What is a certified translation?

A certified translation is one of the most-frequently requested translations. Certified translations are usually translations of official documents such as birth or marriage certificates, divorce decrees, judgments, civil records, and college transcripts.

But just what is a certified translation?

Well, believe it or not, a certified translation is not necessarily a translation done by a certified translator.

A certified translation, simply put, is a translation that is “certified” ( by the translator) and “notarized” (under oath, witnessed by a public notary) that the translation is correct.

Can’t believe it? Read below to read exactly what is required to submit a notarized and certified translation.

United States Citizen and Immigration Services (Formerly INS) Requirements:

“All documents that are in a language other than English must be submitted with a translation. The person translating the document must certify that the translation is complete and accurate and that he/she is competent to translate from the foreign language into English.”

Canadian Embassy Translation Requirements:

“The required documents must be in French or English. Originals or copies of documents in a language other than French or English must be accompanied by a translation signed and certified by a professional translator.

A copy can be certified by the institution that issued the original document or by a person or institution authorized to administer an oath. The seal of the authorized institution or individual must appear on the certified copy.”

Duke University-Transcript Requirements:

“For applicants attending non-American schools, please submit a record of courses taken and grades earned during the secondary school years and include copies of any leaving certificates and/or the results of all nationally administered examinations taken within the last four years. We require English translations of all transcripts and recommendations.”
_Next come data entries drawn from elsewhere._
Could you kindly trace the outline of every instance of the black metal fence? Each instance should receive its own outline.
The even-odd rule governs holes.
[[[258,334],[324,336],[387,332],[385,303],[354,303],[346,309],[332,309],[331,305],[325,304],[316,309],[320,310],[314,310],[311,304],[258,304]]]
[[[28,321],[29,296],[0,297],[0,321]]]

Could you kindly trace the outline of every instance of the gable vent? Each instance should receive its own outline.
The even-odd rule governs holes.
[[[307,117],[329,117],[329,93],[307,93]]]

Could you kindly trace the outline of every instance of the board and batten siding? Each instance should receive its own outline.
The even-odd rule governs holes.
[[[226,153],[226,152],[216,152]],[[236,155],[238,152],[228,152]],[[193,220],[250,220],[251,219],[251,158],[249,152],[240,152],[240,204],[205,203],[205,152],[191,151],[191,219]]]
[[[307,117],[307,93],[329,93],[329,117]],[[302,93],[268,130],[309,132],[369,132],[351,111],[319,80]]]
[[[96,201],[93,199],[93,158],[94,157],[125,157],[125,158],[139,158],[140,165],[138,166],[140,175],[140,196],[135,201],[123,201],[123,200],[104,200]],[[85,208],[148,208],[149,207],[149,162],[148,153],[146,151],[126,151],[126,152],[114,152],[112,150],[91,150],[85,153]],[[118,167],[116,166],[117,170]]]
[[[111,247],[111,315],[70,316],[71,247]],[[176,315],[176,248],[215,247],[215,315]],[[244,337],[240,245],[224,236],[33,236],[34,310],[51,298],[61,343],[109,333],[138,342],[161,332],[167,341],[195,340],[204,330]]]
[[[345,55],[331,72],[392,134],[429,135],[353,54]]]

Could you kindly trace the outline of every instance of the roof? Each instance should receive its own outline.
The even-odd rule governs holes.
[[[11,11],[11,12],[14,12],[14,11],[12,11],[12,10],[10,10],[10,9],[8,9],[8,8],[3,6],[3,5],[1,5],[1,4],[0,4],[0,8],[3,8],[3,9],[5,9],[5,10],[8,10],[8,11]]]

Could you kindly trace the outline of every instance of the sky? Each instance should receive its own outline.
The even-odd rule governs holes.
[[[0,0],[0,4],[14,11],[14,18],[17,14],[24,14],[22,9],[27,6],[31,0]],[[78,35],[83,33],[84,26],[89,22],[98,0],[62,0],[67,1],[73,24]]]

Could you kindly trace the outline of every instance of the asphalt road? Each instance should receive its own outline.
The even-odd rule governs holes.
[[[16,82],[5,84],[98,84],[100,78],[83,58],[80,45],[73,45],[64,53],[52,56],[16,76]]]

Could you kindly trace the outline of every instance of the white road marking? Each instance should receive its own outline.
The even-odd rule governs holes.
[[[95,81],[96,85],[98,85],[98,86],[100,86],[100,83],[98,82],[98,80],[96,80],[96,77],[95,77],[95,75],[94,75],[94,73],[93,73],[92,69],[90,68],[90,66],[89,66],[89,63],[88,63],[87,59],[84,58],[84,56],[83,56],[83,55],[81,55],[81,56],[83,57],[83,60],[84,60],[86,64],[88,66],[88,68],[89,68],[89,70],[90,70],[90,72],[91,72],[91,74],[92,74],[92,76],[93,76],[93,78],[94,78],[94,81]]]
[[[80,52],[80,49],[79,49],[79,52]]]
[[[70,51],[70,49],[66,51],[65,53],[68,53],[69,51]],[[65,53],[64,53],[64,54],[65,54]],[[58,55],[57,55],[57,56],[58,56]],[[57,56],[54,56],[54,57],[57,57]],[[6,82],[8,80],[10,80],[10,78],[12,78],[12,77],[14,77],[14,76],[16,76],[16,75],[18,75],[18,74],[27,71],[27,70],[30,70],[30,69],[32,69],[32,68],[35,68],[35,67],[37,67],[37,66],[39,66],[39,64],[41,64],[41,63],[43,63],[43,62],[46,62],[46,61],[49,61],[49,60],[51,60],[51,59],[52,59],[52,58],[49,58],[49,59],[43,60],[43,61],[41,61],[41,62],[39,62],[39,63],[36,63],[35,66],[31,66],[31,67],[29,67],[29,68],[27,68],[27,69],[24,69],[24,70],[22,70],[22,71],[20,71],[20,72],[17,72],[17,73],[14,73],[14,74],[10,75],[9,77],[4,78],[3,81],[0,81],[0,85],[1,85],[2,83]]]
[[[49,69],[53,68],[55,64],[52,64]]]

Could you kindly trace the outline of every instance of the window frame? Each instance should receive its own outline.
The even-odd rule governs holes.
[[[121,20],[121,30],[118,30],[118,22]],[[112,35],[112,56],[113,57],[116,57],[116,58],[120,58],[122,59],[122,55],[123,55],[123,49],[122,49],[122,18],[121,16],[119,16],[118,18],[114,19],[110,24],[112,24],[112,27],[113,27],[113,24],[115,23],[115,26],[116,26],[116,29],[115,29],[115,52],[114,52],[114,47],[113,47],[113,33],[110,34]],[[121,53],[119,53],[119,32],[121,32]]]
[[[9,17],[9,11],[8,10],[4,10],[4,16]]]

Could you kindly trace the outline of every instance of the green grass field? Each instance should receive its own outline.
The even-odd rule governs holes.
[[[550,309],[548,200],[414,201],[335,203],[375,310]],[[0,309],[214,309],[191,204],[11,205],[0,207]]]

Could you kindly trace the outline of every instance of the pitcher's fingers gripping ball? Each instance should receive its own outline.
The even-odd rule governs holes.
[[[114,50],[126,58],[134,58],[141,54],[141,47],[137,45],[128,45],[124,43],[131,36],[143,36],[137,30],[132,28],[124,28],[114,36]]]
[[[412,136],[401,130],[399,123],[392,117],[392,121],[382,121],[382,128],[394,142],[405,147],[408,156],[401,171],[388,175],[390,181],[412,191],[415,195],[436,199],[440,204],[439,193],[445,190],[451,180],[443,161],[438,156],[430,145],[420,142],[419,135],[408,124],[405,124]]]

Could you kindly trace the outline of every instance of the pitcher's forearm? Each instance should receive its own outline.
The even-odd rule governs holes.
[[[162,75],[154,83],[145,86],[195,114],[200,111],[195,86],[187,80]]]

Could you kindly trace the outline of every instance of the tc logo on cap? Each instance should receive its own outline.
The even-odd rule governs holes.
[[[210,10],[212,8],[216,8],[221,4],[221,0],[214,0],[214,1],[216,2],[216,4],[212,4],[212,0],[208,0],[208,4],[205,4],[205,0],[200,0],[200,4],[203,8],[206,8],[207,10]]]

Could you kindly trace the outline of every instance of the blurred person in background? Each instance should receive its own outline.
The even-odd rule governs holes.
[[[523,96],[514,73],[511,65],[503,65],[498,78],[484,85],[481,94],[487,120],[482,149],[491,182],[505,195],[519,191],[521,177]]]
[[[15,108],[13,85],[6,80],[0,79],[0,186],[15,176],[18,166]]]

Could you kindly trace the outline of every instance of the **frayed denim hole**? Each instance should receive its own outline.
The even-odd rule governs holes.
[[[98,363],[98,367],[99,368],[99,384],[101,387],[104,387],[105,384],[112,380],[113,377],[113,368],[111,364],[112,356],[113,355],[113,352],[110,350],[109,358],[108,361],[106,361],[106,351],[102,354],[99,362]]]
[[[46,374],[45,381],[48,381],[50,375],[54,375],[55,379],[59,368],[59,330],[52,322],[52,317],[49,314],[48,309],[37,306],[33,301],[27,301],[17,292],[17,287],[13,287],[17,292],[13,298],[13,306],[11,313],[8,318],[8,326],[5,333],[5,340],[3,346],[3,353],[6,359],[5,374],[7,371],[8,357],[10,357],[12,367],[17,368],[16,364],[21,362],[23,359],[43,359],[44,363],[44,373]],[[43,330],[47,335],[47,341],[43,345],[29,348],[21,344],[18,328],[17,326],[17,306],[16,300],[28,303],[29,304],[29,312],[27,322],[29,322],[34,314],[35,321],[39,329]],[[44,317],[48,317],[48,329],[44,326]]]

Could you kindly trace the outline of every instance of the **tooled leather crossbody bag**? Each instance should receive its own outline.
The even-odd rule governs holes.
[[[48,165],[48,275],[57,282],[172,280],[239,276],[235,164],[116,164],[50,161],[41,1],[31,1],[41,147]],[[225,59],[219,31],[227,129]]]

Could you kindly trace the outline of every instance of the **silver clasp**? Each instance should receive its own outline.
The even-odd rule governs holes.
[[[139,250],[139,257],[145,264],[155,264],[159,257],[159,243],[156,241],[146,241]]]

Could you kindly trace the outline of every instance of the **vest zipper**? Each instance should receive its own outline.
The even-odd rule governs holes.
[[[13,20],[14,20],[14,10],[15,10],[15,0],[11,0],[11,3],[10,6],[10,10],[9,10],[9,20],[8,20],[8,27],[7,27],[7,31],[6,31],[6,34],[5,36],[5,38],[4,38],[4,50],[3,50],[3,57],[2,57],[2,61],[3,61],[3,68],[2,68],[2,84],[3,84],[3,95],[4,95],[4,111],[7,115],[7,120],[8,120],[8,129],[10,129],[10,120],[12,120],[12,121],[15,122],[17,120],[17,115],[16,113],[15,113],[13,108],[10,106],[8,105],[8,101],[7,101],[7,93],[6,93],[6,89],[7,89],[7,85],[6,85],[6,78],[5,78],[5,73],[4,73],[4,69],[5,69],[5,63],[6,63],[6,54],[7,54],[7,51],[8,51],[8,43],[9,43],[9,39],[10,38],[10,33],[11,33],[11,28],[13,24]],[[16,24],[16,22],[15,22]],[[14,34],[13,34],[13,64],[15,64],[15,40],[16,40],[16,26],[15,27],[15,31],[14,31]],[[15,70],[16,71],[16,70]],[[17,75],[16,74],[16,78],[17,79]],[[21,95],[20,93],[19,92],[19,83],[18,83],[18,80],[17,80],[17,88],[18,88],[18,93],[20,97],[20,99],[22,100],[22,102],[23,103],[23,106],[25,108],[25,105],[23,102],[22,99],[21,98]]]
As you can see, then, anyone who is willing to swear under oath that he/she is a good translator can (technically) provide a certified translation. However, it’s a bad idea to leave something as important as a certified translation to chance. An inaccurate translation can lead to an application being rejected by the embassy/university or other organization and having to be resubmitted. This can lead to missing deadlines, losing benefits, re-applying, or sending in additional fees. Therefore, it’s important to do it once, and do it right; utilize a translator who is professional, qualified, trained, and accountable.